Хозяин плюхнулся на стул, вынул красный платок и стал отирать пот с лысины…
— Пятьсот рублей! — простонал он хриплым голосом. — Вся выручка! И зачем я тебя без залога взял? Что с тебя, голяка, возьмешь?
— Лев Осипыч! — укоризненно заговорил отец. — Чем же я — то виноват? Ведь меня убить могли из-за ваших денег! Да и что вам пятьсот рублей?
— Как что! — заорал хозяин. — Орел! Ты не орел, а ворона! Проворонил мои деньги, да еще смеешься! Пятьсот рублей — деньги! Их на полу не подымешь!..
— Бывает, что и на полу подымают! — отвечал отец и бросил в купца толстым кожаным бумажником, туго набитым. — Я-то орел, — презрительно продолжал он, — орлом и останусь, а вот ты-то кто?

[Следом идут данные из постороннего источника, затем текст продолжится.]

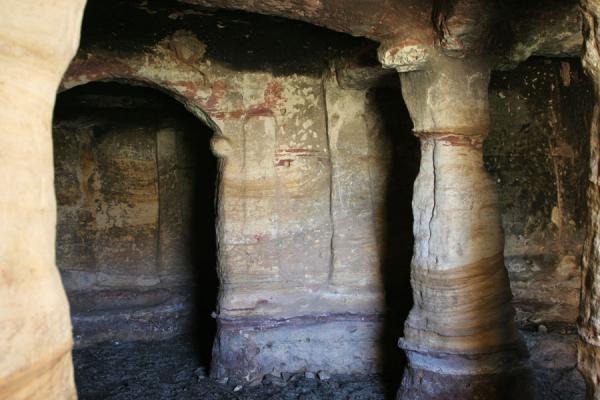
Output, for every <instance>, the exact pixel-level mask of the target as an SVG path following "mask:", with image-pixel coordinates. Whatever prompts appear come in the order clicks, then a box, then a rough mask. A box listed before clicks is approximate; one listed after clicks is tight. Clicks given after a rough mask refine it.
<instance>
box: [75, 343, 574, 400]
mask: <svg viewBox="0 0 600 400" xmlns="http://www.w3.org/2000/svg"><path fill="white" fill-rule="evenodd" d="M537 336H538V335H537V334H533V335H531V336H529V335H528V336H526V337H527V341H528V342H531V343H532V345H533V346H539V347H542V348H544V349H545V350H544V353H543V356H544V357H546V358H547V359H540V360H539V361H538V360H536V359H535V358H534V359H533V360H532V361H533V363H534V365H536V371H535V372H536V381H537V385H538V387H537V393H536V399H537V400H582V399H583V398H584V394H585V393H584V392H585V390H584V382H583V379H582V378H581V376H580V375H579V373H578V372H577V370H576V369H575V367H574V366H575V362H576V349H575V340H574V339H575V338H574V337H573V336H574V335H571V336H570V337H564V338H562V339H567V338H568V340H569V343H570V344H569V345H565V344H566V343H565V344H562V345H560V346H556V345H555V344H553V345H552V346H551V347H550V346H548V342H547V341H545V340H543V339H540V338H538V337H537ZM542 336H546V335H542ZM194 347H195V340H194V339H193V338H189V337H177V338H173V339H170V340H168V341H160V342H151V343H143V342H119V343H103V344H100V345H97V346H92V347H87V348H85V349H77V350H75V351H74V360H75V379H76V382H77V388H78V394H79V398H80V399H81V400H87V399H96V398H102V399H111V400H136V399H139V398H153V399H154V398H156V399H165V400H168V399H198V398H202V399H210V400H216V399H238V400H239V399H244V400H262V399H273V398H275V399H285V400H298V399H310V400H320V399H339V400H366V399H373V400H375V399H377V400H383V399H389V398H390V392H391V391H393V390H394V389H395V387H396V382H386V381H385V380H382V379H381V377H380V376H375V375H346V374H342V375H338V374H331V373H329V372H327V371H307V372H300V373H297V374H282V375H281V376H280V375H277V374H269V375H267V376H265V378H264V379H263V380H262V381H253V382H251V383H249V384H240V382H239V381H236V380H234V379H229V380H227V381H216V380H213V379H210V378H208V377H206V376H205V375H206V368H205V365H204V364H202V362H201V360H200V359H198V357H197V354H196V353H195V352H194V351H190V349H193V348H194ZM553 360H559V362H554V361H553ZM140 371H143V373H140ZM325 377H327V378H328V379H325ZM505 389H506V390H507V391H508V390H509V388H505ZM507 398H510V397H507Z"/></svg>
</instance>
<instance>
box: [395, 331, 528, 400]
mask: <svg viewBox="0 0 600 400" xmlns="http://www.w3.org/2000/svg"><path fill="white" fill-rule="evenodd" d="M400 347H402V348H403V349H404V351H405V352H406V354H407V356H408V359H409V365H408V366H407V367H406V369H405V371H404V376H403V378H402V384H401V386H400V389H399V390H398V393H397V397H396V398H397V399H398V400H400V399H402V400H442V399H443V400H447V399H464V400H469V399H481V400H505V399H506V400H533V398H534V392H535V389H534V385H535V383H534V382H535V378H534V375H533V371H532V370H531V367H530V364H529V361H528V353H527V348H526V347H525V345H524V344H523V343H516V344H515V345H514V346H511V347H506V348H503V349H499V350H497V351H494V352H490V353H482V354H455V353H446V352H440V351H435V350H430V349H426V348H424V347H422V346H417V345H414V344H410V343H408V342H407V341H405V340H403V339H401V340H400Z"/></svg>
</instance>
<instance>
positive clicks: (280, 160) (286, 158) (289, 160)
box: [275, 158, 294, 167]
mask: <svg viewBox="0 0 600 400" xmlns="http://www.w3.org/2000/svg"><path fill="white" fill-rule="evenodd" d="M293 162H294V160H292V159H289V158H286V159H282V160H277V163H275V166H276V167H289V166H291V165H292V163H293Z"/></svg>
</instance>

Лев Осипыч развернул бумажник: в нем были бумажные деньги.
— Это что? — спросил он в недоумении.
— Пятьсот рублей! — отвечал отец. — Успокойтесь, все цело: я всегда их держал в шкатулке, а этой ночью словно кто шепчет мне: возьми да возьми в карман! Встал ведь ночью с постели, вынул их из шкатулки да в карман и положил! А тут как раз и воры! Ну, им только рублей восемь досталось, мелочь…
— Ор-рел!.. — заорал купец, словно пьяный, так был рад. — Молодчина! Люблю! Орел — одно слово, это ты верно!..
И он стал трясти своей жирной рукой огромную, жилистую руку отца.
На радостях купец велел откупорить бутылку какого-то «допель-кюмеля», и они дружественно выпили. Отец сыграл на гуслях, я подзванивал в звонок, Лев Осипыч был в прекраснейшем настроении и все кричал: «Ор-рел!»
Отец только кудрями тряс.
— Ты, орленок! Н-на! — захмелевший хозяин ущипнул меня и подарил мне новенький бумажный рубль; бумажка гремела, как накрахмаленная, и хорошо пахла. Я был рад.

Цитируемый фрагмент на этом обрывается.